Students of the University of Uyo, Akwa Ibom State, have criticised the school authorities over N10,000 surcharge imposed on them.
The university was shut on June 12, 2013, following the killing of a student during a protest.
The students were protesting against an increment in tuition fees by the authorities.
The demonstration occurred before the industrial action embarked upon by the Academic Staff Union of the Universities, which led to the closure of the nation’s public universities for over five months.
But speaking with our correspondent on Monday, a 200-Level microbiology student, Miss Nseowo Ita, said the N10,000 was too high for each student to pay.
“Some of us who are in the university survive by the grace of God. Adding N10,000 to our school fee is just too high for indigent students to cope.
“Since I got admitted, the VC has been displaying an attitude that is not students-friendly. What is she going to gain by imposing this amount on us?
“What resulted in the burning of her office and the death of a student would have been avoided if she had listened to the plight of the students,” she said.
A 500-level engineering student, Mr.

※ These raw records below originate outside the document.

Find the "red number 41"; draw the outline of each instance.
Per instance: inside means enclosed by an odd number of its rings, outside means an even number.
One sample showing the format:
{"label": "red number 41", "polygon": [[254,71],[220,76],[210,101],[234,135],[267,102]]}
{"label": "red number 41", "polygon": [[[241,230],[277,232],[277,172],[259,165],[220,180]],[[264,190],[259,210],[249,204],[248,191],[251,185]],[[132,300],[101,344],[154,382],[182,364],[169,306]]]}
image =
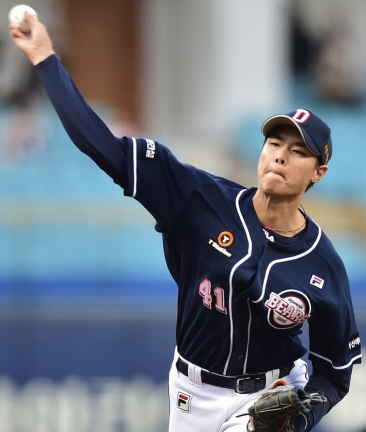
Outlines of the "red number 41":
{"label": "red number 41", "polygon": [[[227,314],[225,306],[224,289],[221,287],[215,287],[212,290],[215,298],[215,307],[220,312]],[[212,309],[212,296],[211,295],[211,282],[205,278],[200,284],[198,288],[200,295],[202,297],[202,301],[206,307]]]}

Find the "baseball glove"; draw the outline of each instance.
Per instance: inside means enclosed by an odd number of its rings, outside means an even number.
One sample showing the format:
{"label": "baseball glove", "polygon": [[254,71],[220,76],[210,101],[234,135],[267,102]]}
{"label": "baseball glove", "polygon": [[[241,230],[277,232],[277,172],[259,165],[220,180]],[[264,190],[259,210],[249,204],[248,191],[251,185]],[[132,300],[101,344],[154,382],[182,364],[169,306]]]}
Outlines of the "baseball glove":
{"label": "baseball glove", "polygon": [[[310,411],[312,403],[324,403],[327,398],[322,392],[307,393],[294,387],[265,393],[248,410],[253,417],[255,432],[291,432],[293,421],[301,413]],[[249,422],[247,430],[250,431]]]}

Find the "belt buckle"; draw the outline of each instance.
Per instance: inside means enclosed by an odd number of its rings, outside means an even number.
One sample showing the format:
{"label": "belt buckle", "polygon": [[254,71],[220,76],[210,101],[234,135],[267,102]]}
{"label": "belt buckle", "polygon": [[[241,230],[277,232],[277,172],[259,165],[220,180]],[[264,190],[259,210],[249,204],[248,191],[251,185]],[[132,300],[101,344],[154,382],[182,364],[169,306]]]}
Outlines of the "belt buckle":
{"label": "belt buckle", "polygon": [[[237,378],[235,391],[236,393],[254,393],[259,391],[261,389],[257,390],[257,384],[262,379],[262,377],[256,375],[249,375]],[[242,386],[244,387],[242,390]]]}

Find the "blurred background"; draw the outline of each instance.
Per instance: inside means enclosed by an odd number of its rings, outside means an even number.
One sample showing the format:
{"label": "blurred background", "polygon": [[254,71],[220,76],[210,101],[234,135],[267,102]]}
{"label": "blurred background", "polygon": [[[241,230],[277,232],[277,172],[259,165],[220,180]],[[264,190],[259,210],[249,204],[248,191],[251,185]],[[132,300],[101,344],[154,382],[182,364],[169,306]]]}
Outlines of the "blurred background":
{"label": "blurred background", "polygon": [[[0,432],[162,432],[176,288],[154,221],[70,142],[0,5]],[[309,108],[333,155],[303,205],[366,341],[366,2],[32,0],[116,135],[256,185],[260,127]],[[305,336],[306,337],[306,336]],[[366,366],[318,432],[366,430]]]}

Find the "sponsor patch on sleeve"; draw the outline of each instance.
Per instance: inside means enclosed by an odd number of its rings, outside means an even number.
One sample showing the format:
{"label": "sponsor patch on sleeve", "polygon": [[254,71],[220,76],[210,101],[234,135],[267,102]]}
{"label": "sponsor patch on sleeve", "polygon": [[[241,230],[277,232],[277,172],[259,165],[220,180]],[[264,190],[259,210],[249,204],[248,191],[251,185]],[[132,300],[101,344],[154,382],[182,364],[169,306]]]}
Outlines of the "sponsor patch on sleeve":
{"label": "sponsor patch on sleeve", "polygon": [[361,340],[358,333],[354,334],[351,337],[351,339],[348,343],[348,349],[350,352],[358,349],[361,345]]}
{"label": "sponsor patch on sleeve", "polygon": [[145,145],[142,144],[140,150],[140,158],[145,160],[155,160],[156,157],[156,144],[152,140],[144,139]]}

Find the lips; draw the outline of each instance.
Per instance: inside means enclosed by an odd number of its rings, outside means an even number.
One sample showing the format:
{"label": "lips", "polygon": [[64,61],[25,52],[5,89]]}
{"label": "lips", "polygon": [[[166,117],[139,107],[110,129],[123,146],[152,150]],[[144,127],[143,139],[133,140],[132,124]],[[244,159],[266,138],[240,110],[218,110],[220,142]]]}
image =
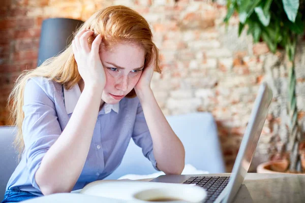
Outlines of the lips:
{"label": "lips", "polygon": [[122,98],[123,98],[124,97],[124,96],[125,96],[125,95],[114,95],[112,94],[110,94],[109,93],[109,94],[110,95],[110,96],[111,96],[111,97],[113,98],[114,99],[117,99],[117,100],[119,100],[121,99]]}

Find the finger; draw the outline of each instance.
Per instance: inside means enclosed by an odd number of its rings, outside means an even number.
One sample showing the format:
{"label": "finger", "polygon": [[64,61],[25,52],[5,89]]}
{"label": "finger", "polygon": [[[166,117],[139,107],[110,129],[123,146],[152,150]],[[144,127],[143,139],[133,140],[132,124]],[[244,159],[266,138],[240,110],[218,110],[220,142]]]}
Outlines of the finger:
{"label": "finger", "polygon": [[75,45],[75,40],[73,40],[72,41],[72,50],[73,51],[73,53],[74,55],[77,52],[77,49],[76,48],[76,46]]}
{"label": "finger", "polygon": [[80,45],[81,48],[86,52],[90,52],[90,48],[89,48],[89,45],[88,43],[88,38],[89,38],[89,37],[92,35],[94,33],[94,32],[93,30],[87,31],[85,32],[80,37]]}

Godwin Ikotidem, also frowned on the surcharge, describing it as too high.
He said, “There are lots of indigent students in this school who will not be able to pay this money before the deadline.
“Some students are self-sponsored, who have to pay their house rent, feed themselves before paying their school fees.
“The authorities should do something about indigent but brilliant students, who most times do not involve themselves in students’ demonstration.”
Also, Edwin Ikpe, a 200-level Health Education student, said he was happy to be back on campus to continue his programme.
Although he has paid the surcharge, he decried what he called the high-handedness of the school management over the fee.
“When you consider that only a few students caused the destruction of the property and all of us are made to pay the damages, it is very unfortunate.
“I wish the school authorities had put this into consideration before arriving at the amount to pay.
“Some students will find it difficult to pay this money and this may affect their academic activities as the school resumes,” he said.
Effort to reach the Registrar of the institution, Mrs. Edak Umondak, to speak on the surcharge proved abortive as she was not in the office when our correspondent visited.